【研究】学びの個別最適化をめざす自律活用型デジタルコンテンツデザイン の実践的研究
学びの個別最適化をめざす自律活用型デジタルコンテンツデザインの実践的研究 ~ 中学校音楽科ICT学習のデジタルアーカイブの利活用にむけて ~
1.論文構成
Ⅰ コンピテンシーを育成するデジタルアーカイブの構想/考え方
Ⅱ 学びの個別最適化をめざす中学校音楽科のデジタルアーカイブづくり
Ⅲ JAPAN SEARCHへの連携をめざした情報交換のプラットフォームづくり
2.研究の目的
学びの個別最適化に対応する中学校音楽科学習デジタルアーカイブの在り方を究明する。
3.方法
Ⅰ コンピテンシーを育成するデジタルアーカイブの構想/考え方
感性を育む音楽科の役割を大切にしながら、教科目標と評価のかかわりの視点から、コンピテンシーを育む授業に対応できる授業づくりの工夫・改善策を探る。

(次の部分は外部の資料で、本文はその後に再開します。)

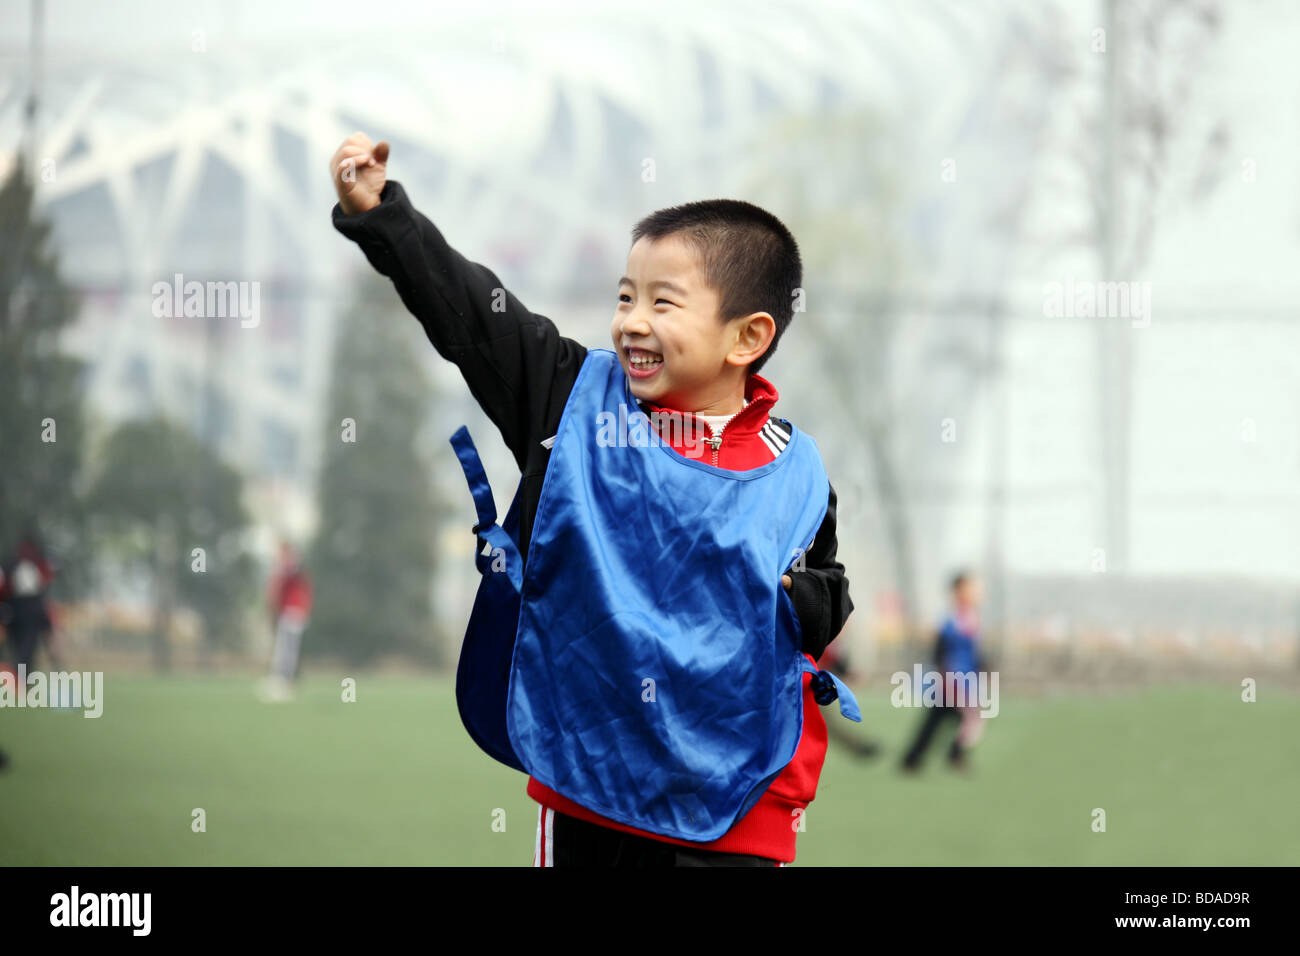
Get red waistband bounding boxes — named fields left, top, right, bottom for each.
left=527, top=777, right=807, bottom=863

Ⅱ 学びの個別最適化をめざす中学校音楽科のデジタルアーカイブづくり
①MEXCBTメクビットで割り振られた学習指導要領番号にあわせた、コンテンツの枠組みフレームワーク・カテゴリーや構成の整理
②生徒がコンテンツを自律的に活用できる授業の流れや学習プリントや手引の作成と工夫
③生徒の学びを可視化するスタディー・ログの残し方の工夫、音源やMIDIデータ、レポート、評価などの整理
④研究(過去の研究主題や指導案等)のデジタルアーカイブ
Ⅲ JAPAN SEARCHへの連携をめざした情報交換のプラットフォームづくり
音楽科学習の意義や価値の発信と、教育データの利活用ができる世界を目指すプラットフォームを立ち上げる。
4.主要参考文献
〇デジタル庁、総務省、文部科学省、経済産業省(2022)「教育データ利活用ロードマップ」
〇白井 俊(2020)「OECD Education2030プロジェクトが描く教育の未来」
資料
初等教科教育法(音楽)(試案)
Ⅰ はじめに
21世紀の知識基盤社会における「学力」は「他者と協働しつつ創造的に生きていく」ための資質・能力の育成である。そのために,学習活動では,他者と共に新たな知識を生み出す活動を引き出しつつ深い知識を創造させていく経験を,数多く積ませることが重要である。また,情報化や国際化が進み,社会が⼤きく変化する中で,学校,そして教師は様々な変化に直面している。児童に求められる学力の変化や授業でのICT活用など,教師はどう対応していけばよいか。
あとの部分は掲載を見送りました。